A knottin scaffold directs the CXC-chemokine-binding specificity of tick evasins.
Lee, A.W., Deruaz, M., Lynch, C., Davies, G., Singh, K., Alenazi, Y., Eaton, J.R.O., Kawamura, A., Shaw, J., Proudfoot, A.E.I., Dias, J.M., Bhattacharya, S.(2019) J Biol Chem 294: 11199-11212
- PubMed: 31167786 
- DOI: https://doi.org/10.1074/jbc.RA119.008817
- Primary Citation of Related Structures:  
6I31 - PubMed Abstract: 
Tick evasins (EVAs) bind either CC- or CXC-chemokines by a poorly understood promiscuous or "one-to-many" mechanism to neutralize inflammation. Because EVAs potently inhibit inflammation in many preclinical models, highlighting their potential as biological therapeutics for inflammatory diseases, we sought to further unravel the CXC-chemokine-EVA interactions. Using yeast surface display, we identified and characterized 27 novel CXC-chemokine-binding evasins homologous to EVA3 and defined two functional classes. The first, which included EVA3, exclusively bound ELR + CXC-chemokines, whereas the second class bound both ELR + and ELR - CXC-chemokines, in several cases including C X C-motif chemokine ligand 10 (CXCL10) but, surprisingly, not CXCL8. The X-ray crystal structure of EVA3 at a resolution of 1.79 Å revealed a single antiparallel β-sheet with six conserved cysteine residues forming a disulfide-bonded knottin scaffold that creates a contiguous solvent-accessible surface. Swapping analyses identified distinct knottin scaffold segments necessary for different CXC-chemokine-binding activities, implying that differential ligand positioning, at least in part, plays a role in promiscuous binding.
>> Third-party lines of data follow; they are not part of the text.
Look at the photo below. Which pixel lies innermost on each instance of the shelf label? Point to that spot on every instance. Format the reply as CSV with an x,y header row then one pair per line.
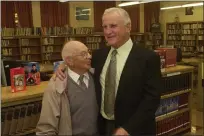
x,y
173,74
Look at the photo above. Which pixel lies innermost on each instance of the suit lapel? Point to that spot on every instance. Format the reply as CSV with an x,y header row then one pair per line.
x,y
127,72
104,55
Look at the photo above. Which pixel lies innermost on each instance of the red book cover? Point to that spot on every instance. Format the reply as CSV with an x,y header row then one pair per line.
x,y
32,73
161,53
17,79
170,56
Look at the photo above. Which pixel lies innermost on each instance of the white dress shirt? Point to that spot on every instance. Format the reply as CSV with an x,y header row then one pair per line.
x,y
76,76
121,56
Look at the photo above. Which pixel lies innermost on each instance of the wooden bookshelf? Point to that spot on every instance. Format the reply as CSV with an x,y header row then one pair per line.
x,y
34,94
154,40
189,36
174,113
44,45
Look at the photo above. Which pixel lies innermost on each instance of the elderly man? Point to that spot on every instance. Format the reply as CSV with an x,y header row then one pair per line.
x,y
72,112
127,79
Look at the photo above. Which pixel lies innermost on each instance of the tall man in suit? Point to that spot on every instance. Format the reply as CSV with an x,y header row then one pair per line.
x,y
127,80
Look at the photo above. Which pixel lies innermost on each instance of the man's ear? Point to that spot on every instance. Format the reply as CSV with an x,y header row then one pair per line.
x,y
128,27
69,61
Swapping segments also transferred chemokine-binding activity, resulting in a hybrid EVA with dual CXCL10- and CXCL8-binding activities. The solvent-accessible surfaces of the knottin scaffold segments have distinctive shape and charge, which we suggest drives chemokine-binding specificity. These studies provide structural and mechanistic insight into how CXC-chemokine-binding tick EVAs achieve class specificity but also engage in promiscuous binding.
Organizational Affiliation: 
Radcliffe Department of Medicine Division of Cardiovascular Medicine, University of Oxford, Oxford OX3 7BN, United Kingdom.